Século I, Jerusalém. São Paulo e São Pedro têm um embate, tão forte que os Atos dos Apóstolos e as Cartas de São Paulo estão repletos dele. Resumindo muito, São Pedro (e São João e São Tiago) queria manter o cristianismo dentro da Lei Mosaica do judaísmo e São Paulo pretendia que os gentios que se convertessem não fossem obrigados aos estritos trâmites judaicos. Vingou a proposta mais facilitista, digamos, de São Paulo.
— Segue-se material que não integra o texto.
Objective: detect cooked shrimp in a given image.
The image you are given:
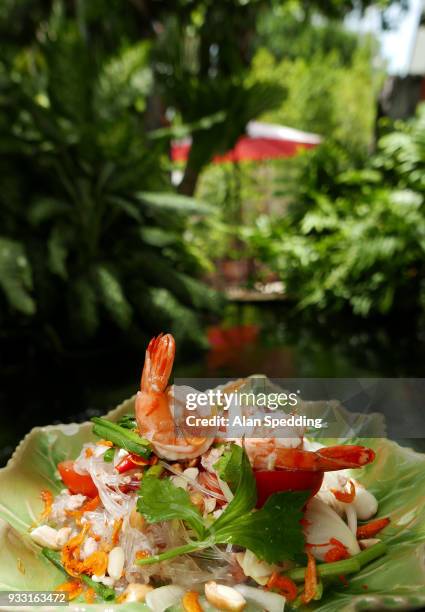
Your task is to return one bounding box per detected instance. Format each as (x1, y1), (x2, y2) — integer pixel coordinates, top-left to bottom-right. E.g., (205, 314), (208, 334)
(245, 438), (375, 472)
(135, 334), (214, 461)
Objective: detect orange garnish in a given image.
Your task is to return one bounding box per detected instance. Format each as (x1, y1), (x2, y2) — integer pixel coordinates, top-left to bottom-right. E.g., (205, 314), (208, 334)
(112, 518), (122, 546)
(84, 588), (96, 603)
(96, 440), (114, 446)
(61, 523), (90, 577)
(356, 517), (390, 540)
(80, 550), (108, 576)
(136, 550), (150, 559)
(325, 538), (350, 563)
(65, 495), (100, 517)
(182, 591), (202, 612)
(266, 572), (297, 601)
(301, 550), (317, 604)
(40, 489), (53, 521)
(55, 580), (83, 599)
(331, 480), (356, 504)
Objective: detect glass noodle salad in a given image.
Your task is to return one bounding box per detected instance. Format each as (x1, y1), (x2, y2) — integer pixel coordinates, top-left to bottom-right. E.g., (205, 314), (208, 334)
(31, 334), (389, 612)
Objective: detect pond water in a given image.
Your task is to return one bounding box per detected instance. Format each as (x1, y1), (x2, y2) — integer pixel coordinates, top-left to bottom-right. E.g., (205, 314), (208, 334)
(0, 303), (425, 464)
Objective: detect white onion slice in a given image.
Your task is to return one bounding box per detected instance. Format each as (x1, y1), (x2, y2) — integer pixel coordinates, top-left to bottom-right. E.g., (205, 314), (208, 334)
(145, 584), (184, 612)
(233, 584), (286, 612)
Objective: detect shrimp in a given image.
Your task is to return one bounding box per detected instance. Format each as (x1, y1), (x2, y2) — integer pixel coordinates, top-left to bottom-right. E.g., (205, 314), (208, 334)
(135, 334), (214, 461)
(245, 438), (375, 472)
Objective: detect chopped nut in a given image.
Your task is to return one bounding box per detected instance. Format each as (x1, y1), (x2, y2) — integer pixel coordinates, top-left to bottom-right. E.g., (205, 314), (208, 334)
(118, 582), (153, 603)
(129, 508), (145, 531)
(205, 581), (246, 612)
(190, 493), (204, 512)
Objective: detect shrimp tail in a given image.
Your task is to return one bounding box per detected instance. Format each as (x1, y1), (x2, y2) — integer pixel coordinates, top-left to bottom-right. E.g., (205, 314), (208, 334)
(270, 445), (375, 472)
(316, 444), (375, 471)
(140, 334), (176, 393)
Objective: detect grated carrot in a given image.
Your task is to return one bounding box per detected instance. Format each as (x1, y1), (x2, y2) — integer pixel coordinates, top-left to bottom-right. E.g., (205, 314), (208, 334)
(80, 550), (108, 576)
(135, 550), (150, 559)
(54, 580), (83, 600)
(96, 440), (114, 447)
(331, 480), (356, 504)
(266, 572), (297, 601)
(325, 538), (350, 563)
(65, 495), (100, 518)
(84, 588), (96, 603)
(182, 591), (202, 612)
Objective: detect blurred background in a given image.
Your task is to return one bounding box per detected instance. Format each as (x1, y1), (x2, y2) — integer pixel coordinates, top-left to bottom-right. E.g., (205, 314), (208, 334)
(0, 0), (425, 462)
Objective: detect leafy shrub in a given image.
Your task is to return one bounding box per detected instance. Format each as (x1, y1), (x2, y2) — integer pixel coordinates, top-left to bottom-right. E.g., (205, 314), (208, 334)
(248, 107), (425, 316)
(0, 10), (218, 346)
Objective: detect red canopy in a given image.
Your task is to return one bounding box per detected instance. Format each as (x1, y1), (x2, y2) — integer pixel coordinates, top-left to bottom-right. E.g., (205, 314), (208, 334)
(171, 121), (321, 163)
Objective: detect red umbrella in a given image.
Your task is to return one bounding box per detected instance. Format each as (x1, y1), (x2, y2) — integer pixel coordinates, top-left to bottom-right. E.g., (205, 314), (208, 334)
(171, 121), (321, 163)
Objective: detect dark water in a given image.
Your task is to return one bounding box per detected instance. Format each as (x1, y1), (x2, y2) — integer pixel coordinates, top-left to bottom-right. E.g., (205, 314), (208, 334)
(0, 304), (425, 464)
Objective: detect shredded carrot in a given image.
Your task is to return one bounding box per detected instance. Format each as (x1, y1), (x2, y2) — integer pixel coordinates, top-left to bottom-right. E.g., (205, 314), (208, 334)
(182, 591), (202, 612)
(356, 517), (390, 540)
(266, 572), (297, 601)
(112, 518), (122, 546)
(40, 489), (53, 521)
(65, 495), (100, 517)
(55, 580), (83, 600)
(331, 480), (356, 504)
(301, 550), (317, 604)
(136, 550), (150, 559)
(80, 550), (108, 576)
(61, 523), (90, 577)
(325, 538), (350, 563)
(96, 440), (114, 447)
(84, 588), (96, 603)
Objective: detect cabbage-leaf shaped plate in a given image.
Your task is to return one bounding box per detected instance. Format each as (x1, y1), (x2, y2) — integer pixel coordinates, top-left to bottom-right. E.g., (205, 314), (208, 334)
(0, 390), (425, 612)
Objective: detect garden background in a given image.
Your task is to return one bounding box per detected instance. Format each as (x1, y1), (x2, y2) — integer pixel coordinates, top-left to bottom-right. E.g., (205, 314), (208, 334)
(0, 0), (425, 461)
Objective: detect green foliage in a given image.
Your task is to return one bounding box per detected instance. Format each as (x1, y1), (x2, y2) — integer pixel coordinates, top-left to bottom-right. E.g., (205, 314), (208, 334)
(248, 107), (425, 316)
(0, 8), (220, 346)
(253, 40), (382, 149)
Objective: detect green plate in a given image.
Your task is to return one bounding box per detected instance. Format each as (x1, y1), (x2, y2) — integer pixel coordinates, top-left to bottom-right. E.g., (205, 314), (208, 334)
(0, 398), (425, 612)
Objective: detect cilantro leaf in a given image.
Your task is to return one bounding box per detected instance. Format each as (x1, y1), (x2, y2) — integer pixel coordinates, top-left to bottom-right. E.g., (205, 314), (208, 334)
(137, 448), (309, 565)
(137, 476), (205, 538)
(211, 491), (309, 563)
(211, 444), (257, 529)
(213, 444), (243, 491)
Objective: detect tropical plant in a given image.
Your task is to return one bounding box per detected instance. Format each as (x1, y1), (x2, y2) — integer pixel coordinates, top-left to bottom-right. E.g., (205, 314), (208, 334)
(247, 107), (425, 316)
(0, 5), (218, 346)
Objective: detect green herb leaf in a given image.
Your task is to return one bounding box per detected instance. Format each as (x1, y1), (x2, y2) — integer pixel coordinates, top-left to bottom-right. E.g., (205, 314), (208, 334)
(92, 417), (152, 459)
(117, 414), (137, 429)
(137, 476), (205, 538)
(211, 445), (257, 529)
(213, 444), (243, 491)
(103, 448), (115, 463)
(211, 491), (310, 563)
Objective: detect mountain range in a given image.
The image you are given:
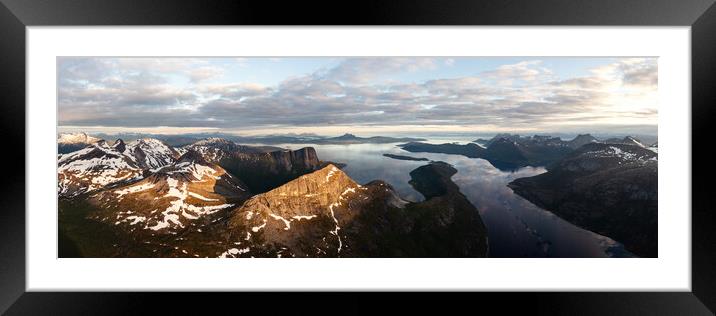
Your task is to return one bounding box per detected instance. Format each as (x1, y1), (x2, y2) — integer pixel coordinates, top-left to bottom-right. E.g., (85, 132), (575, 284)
(399, 134), (646, 171)
(509, 143), (658, 257)
(57, 133), (658, 257)
(58, 133), (488, 257)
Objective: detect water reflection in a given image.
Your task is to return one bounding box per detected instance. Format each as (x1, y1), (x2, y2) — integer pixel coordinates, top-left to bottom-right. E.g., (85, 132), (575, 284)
(272, 144), (631, 257)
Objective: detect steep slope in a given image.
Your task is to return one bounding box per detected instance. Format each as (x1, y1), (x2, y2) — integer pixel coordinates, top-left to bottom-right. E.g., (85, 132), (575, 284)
(90, 151), (250, 233)
(57, 141), (142, 197)
(57, 133), (101, 154)
(603, 136), (646, 148)
(509, 143), (658, 257)
(218, 147), (321, 193)
(400, 134), (572, 170)
(123, 138), (180, 170)
(59, 151), (251, 257)
(184, 137), (281, 163)
(399, 142), (485, 158)
(218, 163), (487, 257)
(567, 134), (599, 149)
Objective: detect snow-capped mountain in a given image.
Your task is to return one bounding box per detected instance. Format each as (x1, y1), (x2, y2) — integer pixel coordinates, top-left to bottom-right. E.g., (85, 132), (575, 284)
(57, 139), (189, 197)
(57, 133), (101, 145)
(604, 136), (647, 148)
(90, 151), (250, 234)
(182, 137), (282, 163)
(509, 143), (658, 257)
(57, 141), (142, 197)
(123, 138), (180, 170)
(219, 163), (487, 257)
(57, 133), (101, 154)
Exemplos desta tendência pragmática na história do cristianismo e da Igreja são infindáveis. E, em boa parte, responsáveis pela expansão do cristianismo. Se viam como objetivo converter as populações, claro que os evangelizadores não se colocavam com rodriguinhos doutrinários exigentes, porque aí apenas convenceriam um ou outro fanático. A ideia era ter muitas pessoas sob a alçada da Igreja para, aos poucos, lhes tornar natural a fé católica.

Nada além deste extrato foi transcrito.